Lest you assume, however, that everyone in this niche agrees on HAARP’s role in all this, I’d point you to the YouTube account WeatherWar101, which takes a strong stance against the “HAARP drivel” and “Chemtrail Confusion” peddled by Wigington and Stevens. Their takes have “turned the entire community into laughing stock,” the channel’s anonymous operator writes, arguing that “In-Place Sequential Water Vapor Generation” is the cause of Irma and Harvey. (When you can’t point to ominous-looking machinery, it seems the best course of action is to cloak your writing in dense jargon.)
The fact is, weather modification does exist — and its repeated failures are the best indications that nobody has the capacity to manufacture hurricanes.
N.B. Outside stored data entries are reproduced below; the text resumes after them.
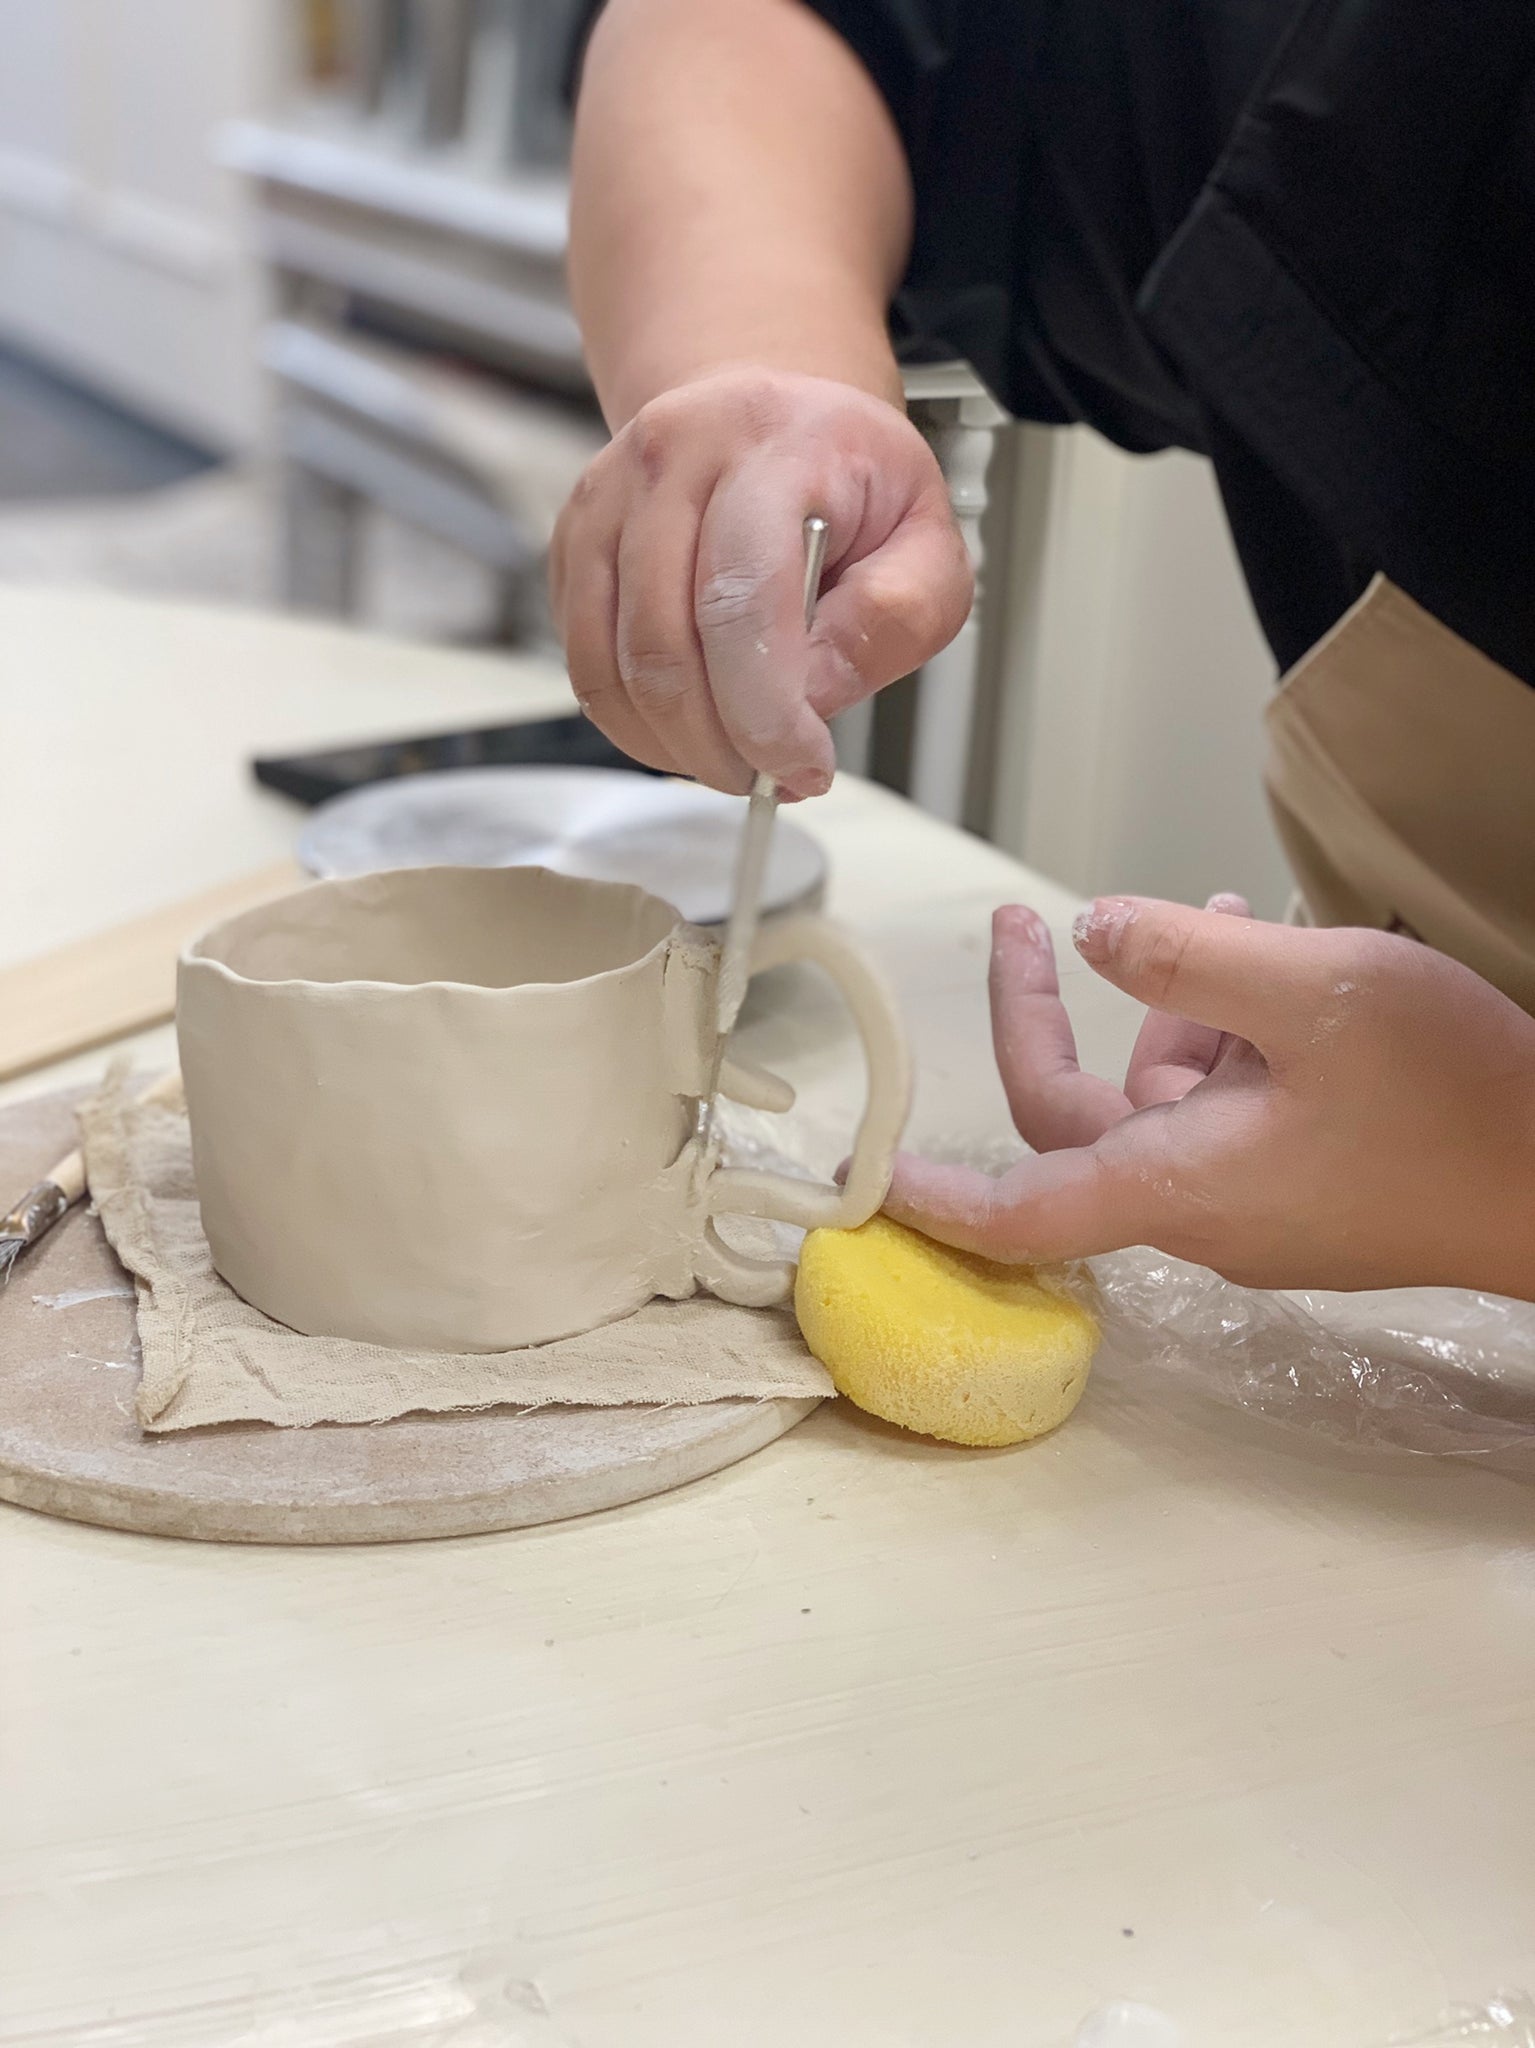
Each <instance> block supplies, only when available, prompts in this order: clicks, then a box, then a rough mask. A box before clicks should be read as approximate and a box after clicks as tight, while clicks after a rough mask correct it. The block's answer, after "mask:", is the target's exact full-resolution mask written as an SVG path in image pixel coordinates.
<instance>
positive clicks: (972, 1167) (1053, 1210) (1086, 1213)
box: [884, 1147, 1138, 1266]
mask: <svg viewBox="0 0 1535 2048" xmlns="http://www.w3.org/2000/svg"><path fill="white" fill-rule="evenodd" d="M1128 1192H1132V1188H1130V1184H1128V1182H1126V1180H1124V1178H1122V1176H1115V1174H1109V1171H1107V1169H1105V1165H1103V1159H1101V1157H1099V1153H1097V1151H1093V1149H1091V1147H1085V1149H1079V1151H1054V1153H1042V1155H1040V1157H1038V1159H1021V1161H1019V1163H1017V1165H1015V1167H1011V1171H1007V1174H1003V1176H1001V1178H999V1180H993V1178H991V1176H989V1174H978V1171H974V1167H964V1165H939V1163H937V1161H933V1159H917V1157H911V1155H907V1153H903V1155H901V1157H898V1159H896V1163H894V1176H892V1180H890V1192H888V1196H886V1198H884V1212H886V1214H888V1217H894V1221H896V1223H907V1225H911V1229H915V1231H923V1233H925V1235H927V1237H935V1239H937V1241H939V1243H941V1245H954V1247H956V1249H960V1251H974V1253H978V1255H980V1257H984V1260H997V1262H999V1264H1003V1266H1017V1264H1046V1262H1054V1260H1077V1257H1089V1255H1091V1253H1095V1251H1117V1249H1120V1247H1122V1245H1128V1243H1136V1241H1138V1219H1134V1210H1132V1206H1130V1202H1128Z"/></svg>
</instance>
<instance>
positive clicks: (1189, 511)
mask: <svg viewBox="0 0 1535 2048" xmlns="http://www.w3.org/2000/svg"><path fill="white" fill-rule="evenodd" d="M999 586H1001V588H999ZM991 598H997V600H999V602H1001V604H1003V606H1005V623H1003V647H1001V668H1003V678H1005V682H1003V705H1001V733H999V784H997V801H995V811H993V836H995V838H997V840H999V842H1001V844H1003V846H1007V848H1009V850H1011V852H1015V854H1019V858H1023V860H1027V862H1029V864H1032V866H1036V868H1042V870H1044V872H1048V874H1052V877H1056V879H1058V881H1064V883H1068V885H1070V887H1075V889H1081V891H1083V893H1095V891H1111V889H1128V891H1136V893H1142V895H1165V897H1177V899H1183V901H1203V897H1205V895H1212V893H1214V891H1216V889H1240V891H1244V893H1246V895H1248V897H1251V899H1253V905H1255V909H1259V911H1261V913H1265V915H1279V913H1281V911H1283V905H1285V899H1287V895H1289V881H1287V872H1285V864H1283V856H1281V852H1279V846H1277V840H1275V836H1273V827H1271V825H1269V817H1267V809H1265V803H1263V788H1261V780H1259V776H1261V764H1263V725H1261V721H1263V707H1265V702H1267V698H1269V694H1271V690H1273V680H1275V666H1273V657H1271V653H1269V649H1267V643H1265V641H1263V637H1261V633H1259V627H1257V621H1255V616H1253V608H1251V604H1248V598H1246V590H1244V586H1242V575H1240V569H1238V563H1236V555H1234V549H1232V543H1230V535H1228V530H1226V522H1224V516H1222V510H1220V500H1218V496H1216V487H1214V479H1212V475H1210V469H1208V465H1205V463H1203V461H1197V459H1193V457H1187V455H1160V457H1150V459H1130V457H1124V455H1120V453H1117V451H1115V449H1111V446H1109V444H1107V442H1103V440H1099V438H1097V436H1093V434H1087V432H1083V430H1070V432H1042V430H1027V432H1025V438H1023V449H1021V457H1019V463H1017V498H1015V504H1013V541H1011V561H1007V563H993V565H991V569H989V602H991Z"/></svg>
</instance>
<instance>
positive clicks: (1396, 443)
mask: <svg viewBox="0 0 1535 2048" xmlns="http://www.w3.org/2000/svg"><path fill="white" fill-rule="evenodd" d="M720 4H725V6H729V4H731V0H720ZM806 4H808V6H813V8H815V10H817V12H819V14H821V16H825V20H827V23H831V27H835V29H837V31H839V33H841V35H843V37H845V41H847V43H849V45H851V47H853V51H856V53H858V55H860V57H862V61H864V63H866V68H868V70H870V74H872V78H874V80H876V84H878V88H880V92H882V94H884V98H886V102H888V106H890V111H892V115H894V121H896V125H898V129H901V137H903V143H905V150H907V158H909V162H911V172H913V184H915V193H917V223H915V244H913V254H911V266H909V272H907V279H905V283H903V287H901V293H898V297H896V305H894V322H896V334H898V336H901V338H903V342H905V346H909V348H917V350H927V352H931V350H941V352H952V354H962V356H968V360H970V362H972V365H974V369H976V371H978V375H980V377H982V379H984V381H986V385H989V387H991V389H993V391H995V393H997V397H999V399H1001V401H1003V403H1005V406H1007V408H1009V410H1011V412H1013V414H1015V416H1019V418H1029V420H1042V422H1072V420H1081V422H1087V424H1091V426H1095V428H1097V430H1099V432H1103V434H1107V436H1109V438H1111V440H1115V442H1120V446H1124V449H1132V451H1152V449H1165V446H1183V449H1193V451H1199V453H1205V455H1208V457H1210V459H1212V463H1214V467H1216V475H1218V481H1220V489H1222V498H1224V504H1226V514H1228V518H1230V524H1232V532H1234V539H1236V547H1238V553H1240V557H1242V567H1244V571H1246V580H1248V588H1251V592H1253V600H1255V604H1257V610H1259V618H1261V621H1263V627H1265V633H1267V637H1269V641H1271V645H1273V651H1275V655H1277V659H1279V664H1281V666H1289V664H1291V662H1296V659H1298V657H1300V655H1302V653H1304V651H1306V649H1308V647H1310V645H1312V643H1314V641H1318V639H1320V637H1322V633H1326V629H1328V627H1330V625H1332V623H1334V621H1336V618H1339V614H1341V612H1343V610H1345V608H1347V606H1349V604H1351V602H1353V600H1355V598H1357V596H1359V594H1361V592H1363V588H1365V584H1367V582H1369V578H1371V575H1373V573H1375V571H1377V569H1379V571H1386V573H1388V575H1390V578H1392V580H1394V582H1396V584H1400V586H1402V588H1404V590H1406V592H1408V594H1410V596H1412V598H1416V600H1418V602H1420V604H1422V606H1424V608H1427V610H1431V612H1435V614H1437V616H1439V618H1441V621H1443V623H1445V625H1447V627H1451V629H1453V631H1455V633H1459V635H1461V637H1465V639H1470V641H1472V643H1474V645H1478V647H1482V649H1484V651H1486V653H1490V655H1492V657H1494V659H1496V662H1500V664H1502V666H1504V668H1510V670H1512V672H1515V674H1517V676H1523V678H1525V680H1527V682H1535V0H806ZM594 12H596V8H594Z"/></svg>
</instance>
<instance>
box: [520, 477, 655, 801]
mask: <svg viewBox="0 0 1535 2048" xmlns="http://www.w3.org/2000/svg"><path fill="white" fill-rule="evenodd" d="M618 532H620V528H618V522H616V520H608V522H602V524H598V522H596V520H583V518H579V514H577V510H575V508H571V506H567V510H565V514H563V520H561V526H559V528H557V530H555V547H553V549H551V557H549V594H551V606H553V612H555V627H557V631H559V637H561V639H563V643H565V666H567V670H569V676H571V688H573V690H575V700H577V705H579V707H581V711H583V715H585V717H587V719H591V723H594V725H598V727H600V729H602V731H604V733H606V735H608V739H612V743H614V745H616V748H622V750H624V754H628V756H632V758H634V760H637V762H645V764H647V766H651V768H663V770H667V772H669V774H679V772H682V764H679V762H677V760H675V758H673V756H671V754H669V750H667V748H665V745H663V743H661V741H659V739H657V735H655V733H653V731H651V727H649V725H647V721H645V719H641V715H639V713H637V711H634V709H632V705H630V702H628V692H626V690H624V680H622V676H620V674H618Z"/></svg>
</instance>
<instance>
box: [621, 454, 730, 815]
mask: <svg viewBox="0 0 1535 2048" xmlns="http://www.w3.org/2000/svg"><path fill="white" fill-rule="evenodd" d="M698 526H700V508H698V502H696V494H694V492H690V489H688V487H686V485H684V483H671V481H667V479H665V477H663V479H661V481H659V483H657V485H655V487H653V489H649V492H645V494H643V496H641V498H637V500H634V502H632V506H630V510H628V516H626V518H624V524H622V530H620V535H618V557H616V569H618V608H616V623H614V637H616V670H618V682H620V684H622V690H624V698H626V709H628V713H632V717H637V719H639V721H641V723H643V725H645V729H647V731H649V733H651V739H653V741H655V745H657V748H659V750H661V752H665V756H667V758H669V760H673V762H686V764H688V774H694V776H698V780H700V782H708V784H712V786H714V788H722V791H733V793H735V795H745V791H749V788H751V766H749V764H747V762H745V758H743V756H741V754H739V752H737V750H735V745H733V743H731V737H729V735H727V731H725V725H722V723H720V715H718V711H716V709H714V696H712V690H710V680H708V670H706V666H704V647H702V643H700V637H698V623H696V616H694V612H696V582H698Z"/></svg>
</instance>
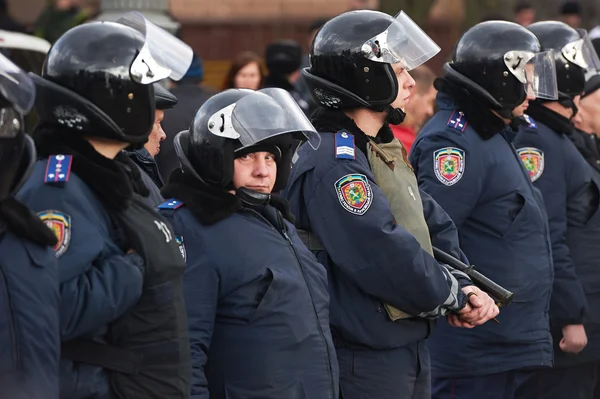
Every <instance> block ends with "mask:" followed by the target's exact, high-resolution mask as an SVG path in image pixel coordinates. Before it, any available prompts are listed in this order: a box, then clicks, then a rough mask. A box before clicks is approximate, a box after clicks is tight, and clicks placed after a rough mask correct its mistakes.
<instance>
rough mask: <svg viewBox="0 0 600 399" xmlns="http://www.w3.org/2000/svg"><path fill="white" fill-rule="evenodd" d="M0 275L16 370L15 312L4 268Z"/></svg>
mask: <svg viewBox="0 0 600 399" xmlns="http://www.w3.org/2000/svg"><path fill="white" fill-rule="evenodd" d="M0 277H1V280H2V287H3V288H4V297H5V298H4V299H5V300H6V307H7V309H6V310H7V311H8V314H9V317H10V340H11V342H12V355H13V364H15V365H16V368H17V369H18V370H20V369H21V365H20V364H19V349H18V347H17V333H16V331H15V325H16V320H15V312H14V311H13V309H12V299H11V297H10V293H9V291H8V283H7V281H6V274H5V273H4V268H2V267H0Z"/></svg>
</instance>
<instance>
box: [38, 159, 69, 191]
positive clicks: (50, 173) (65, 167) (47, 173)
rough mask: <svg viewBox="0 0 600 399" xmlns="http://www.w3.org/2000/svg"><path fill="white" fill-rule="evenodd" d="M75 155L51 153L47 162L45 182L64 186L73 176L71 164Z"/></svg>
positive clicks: (52, 184)
mask: <svg viewBox="0 0 600 399" xmlns="http://www.w3.org/2000/svg"><path fill="white" fill-rule="evenodd" d="M72 163H73V157H72V156H71V155H62V154H59V155H50V156H49V157H48V163H47V164H46V173H45V174H44V183H46V184H52V185H57V186H61V187H62V186H64V185H65V183H66V182H68V181H69V178H70V177H71V164H72Z"/></svg>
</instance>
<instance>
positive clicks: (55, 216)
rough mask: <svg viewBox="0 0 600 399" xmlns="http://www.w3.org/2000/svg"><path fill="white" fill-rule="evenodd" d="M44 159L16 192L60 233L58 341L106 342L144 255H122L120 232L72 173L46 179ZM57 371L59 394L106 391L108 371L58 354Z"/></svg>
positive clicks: (47, 160)
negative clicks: (59, 301) (56, 177)
mask: <svg viewBox="0 0 600 399" xmlns="http://www.w3.org/2000/svg"><path fill="white" fill-rule="evenodd" d="M47 164H48V160H41V161H38V162H37V164H36V166H35V169H34V171H33V173H32V175H31V177H30V178H29V180H28V181H27V183H26V184H25V185H24V186H23V188H22V189H21V191H20V192H19V195H18V197H19V199H20V200H21V201H23V202H24V203H25V204H27V205H28V206H29V207H30V208H31V209H32V210H33V211H34V212H36V213H37V214H38V215H39V216H40V217H41V218H42V220H44V221H46V223H49V224H51V225H52V226H53V228H54V229H55V231H56V232H57V233H58V235H59V244H58V246H57V249H56V255H57V256H58V268H59V276H58V277H59V281H60V296H61V304H60V324H61V325H60V327H61V328H60V330H61V340H62V341H69V340H71V339H74V338H86V339H91V340H94V341H97V342H100V343H105V342H106V341H105V339H104V337H105V335H106V332H107V326H108V324H109V323H111V322H112V321H114V320H116V319H117V318H118V317H119V316H121V315H122V314H123V313H125V311H127V309H129V308H130V307H132V306H133V305H134V304H135V303H136V302H137V300H138V298H139V297H140V295H141V291H142V283H143V276H142V269H143V260H142V258H141V257H140V256H139V255H137V254H135V253H130V254H126V252H127V250H128V249H129V248H125V247H126V244H124V240H123V238H122V232H120V231H119V230H118V229H117V227H116V226H115V224H114V223H113V221H111V219H110V217H109V214H108V212H107V211H106V210H105V209H104V208H103V207H102V205H101V203H100V202H99V201H98V199H97V198H96V197H95V195H94V194H93V192H92V191H91V190H90V188H89V187H88V186H87V185H86V184H85V183H84V182H83V181H82V180H81V179H80V178H79V177H78V176H77V175H76V174H74V173H71V174H70V176H69V177H68V181H66V182H64V184H62V185H57V184H48V183H45V182H44V181H45V177H46V174H47V172H46V168H47ZM60 373H61V387H60V388H61V397H65V398H69V399H79V398H82V399H83V398H92V397H93V398H105V397H106V396H107V395H108V392H109V386H108V379H107V374H106V372H104V371H103V370H102V369H100V368H98V367H94V366H90V365H85V364H79V363H73V362H70V361H67V360H64V359H61V365H60Z"/></svg>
Cloud seeding, a way of increasing precipitation by distributing particles (often silver iodide) into an air system, remains an unproven technique more than a century after it was first pioneered, yet California is bone-dry and desperate enough to try to force rainfall this way. Project Stormfury, an attempt to weaken tropical cyclones using similar principles, fizzled out in the 1980s. And psychoanalyst Wilhelm Reich thought to manipulate the skies with his “cloudbuster” device, which he said influenced “Orgone Energy,” a cosmic life force he also happened to invent. (Widely considered a fraud, he later died in prison.)
The machine most emblematic of our inability to harness or repel climate events, however, would be the hail cannon, “a shock wave generator used to disrupt the formation of hailstones in their growing phase.” Although the concept supposedly dates back to before the Industrial Revolution, there’s no reason to suspect hail cannons actually work — in reality, they’re more of a loud annoyance, producing intense booming noises every few seconds when a storm is detected. Would a civilization that can create or guide massive hurricanes still be using something this silly and superstitious?
Truthers, of course, will insist that the last few generations of progress in weather control have been kept secret. Their strange conviction as to our species’ technological omnipotence harks back to ancient rituals meant to please the gods of the sun and surf, guaranteeing favorable seasons. No doubt it is more comforting to think that some undefined “they,” no matter how evil, is in control of the elements than to confront our basic helplessness — just as President Trump would rather dismiss climate change as an elaborate Chinese hoax than deal with the stark threats it poses to the planet.
In that light, the weather-control conspiracists represent a perverse new iteration of climate-change skepticism, which otherwise tends to hold that human impact on nature is grossly overstated. While many of us worry about whether Harvey, Irma, droughts and heatwaves are partly “human-made” catastrophes, worsened by melting glaciers and rising oceans, the weather truthers are at once ignoring that possibility and heightening it to a fabulist extreme: Not only are the hurricanes and wildfires human-made, but we made them on purpose, to serve a shadowy elite. The same global trends that up the frequency of “hundred-year” floods will simply reinforce this narrative, offering countless more examples of brazenly “engineered” storms.
In other words, as forecasts call for more wild weather, we can expect a lot more crazy.